The quarry is well known as one of several local sites yielding new species of fossil sponges. "When the lockdown started, I thought I'd make one more trip to collect some last sponges before finally writing them up," said Botting, "of course, that was the day that I found something sticking its tentacles out of a tube instead."
"This is the sort of thing that paleontologists dream of, truly soft-body preservation," said Muir, "we didn't sleep well, that night." That was the beginning of an extensive and ongoing investigation that grew into an international collaboration, with lead author Dr. Stephen Pates (University of Cambridge) and senior author Dr. Joanna Wolfe (The Department of Organismic and Evolutionary Biology at Harvard University).

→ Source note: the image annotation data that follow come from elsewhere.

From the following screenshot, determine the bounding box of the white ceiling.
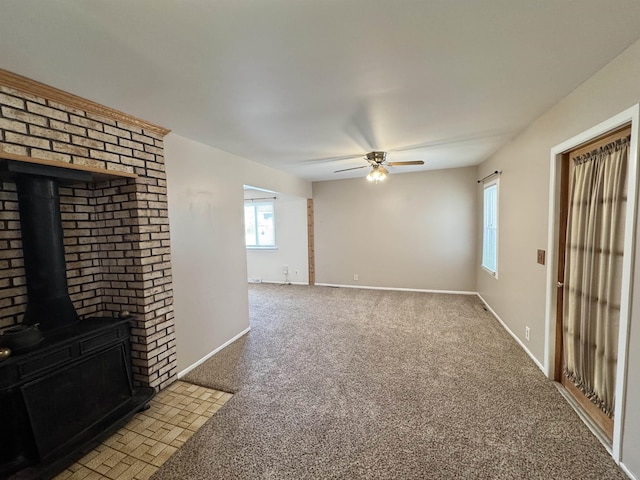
[0,0,640,180]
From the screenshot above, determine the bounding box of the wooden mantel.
[0,68,171,137]
[0,151,138,182]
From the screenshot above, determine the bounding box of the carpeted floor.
[153,284,627,480]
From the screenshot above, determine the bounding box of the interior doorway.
[544,105,640,461]
[554,125,631,441]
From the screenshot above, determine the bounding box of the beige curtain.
[563,134,629,417]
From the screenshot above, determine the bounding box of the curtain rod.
[478,170,502,183]
[244,197,278,202]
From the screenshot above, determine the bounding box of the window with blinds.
[482,180,498,278]
[244,201,276,248]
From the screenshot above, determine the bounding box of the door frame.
[544,104,640,463]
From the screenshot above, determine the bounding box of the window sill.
[482,265,498,280]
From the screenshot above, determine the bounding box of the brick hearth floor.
[55,381,232,480]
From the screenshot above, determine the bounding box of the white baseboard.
[618,462,638,480]
[178,327,251,379]
[316,283,478,295]
[476,293,546,375]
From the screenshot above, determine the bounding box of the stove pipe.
[15,175,78,331]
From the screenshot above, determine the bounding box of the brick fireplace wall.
[0,85,177,389]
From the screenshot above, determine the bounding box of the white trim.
[553,382,611,455]
[178,327,251,379]
[476,293,544,372]
[618,462,638,480]
[480,177,500,280]
[316,283,478,295]
[544,104,640,463]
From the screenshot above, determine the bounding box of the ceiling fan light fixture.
[367,165,389,183]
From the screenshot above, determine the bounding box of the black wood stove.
[0,162,154,479]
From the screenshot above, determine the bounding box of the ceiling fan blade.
[387,160,424,167]
[333,165,369,173]
[296,154,363,165]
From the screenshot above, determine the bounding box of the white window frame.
[482,178,500,278]
[244,199,278,250]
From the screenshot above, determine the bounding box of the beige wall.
[313,167,478,291]
[476,42,640,476]
[165,134,311,371]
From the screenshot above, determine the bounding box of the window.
[482,180,498,278]
[244,201,276,248]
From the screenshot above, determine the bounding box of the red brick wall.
[0,86,177,389]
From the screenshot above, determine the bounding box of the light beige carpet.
[153,284,626,480]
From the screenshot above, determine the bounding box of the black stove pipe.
[15,175,78,331]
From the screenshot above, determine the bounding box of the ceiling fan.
[333,151,424,183]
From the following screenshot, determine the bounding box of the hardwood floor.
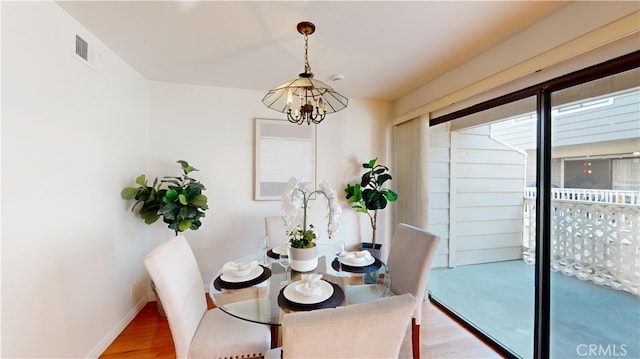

Among the fossils unearthed so far are two very unexpected leftovers from the Cambrian "weird wonders." Pates met with Botting and Muir to study the specimens using microscopes purchased through crowd-funding to examine the tiny specimens. The larger specimen measured 13 mm, while the smaller measured a miniscule 3 mm (for comparison Opabinia specimens can be 20 times as long).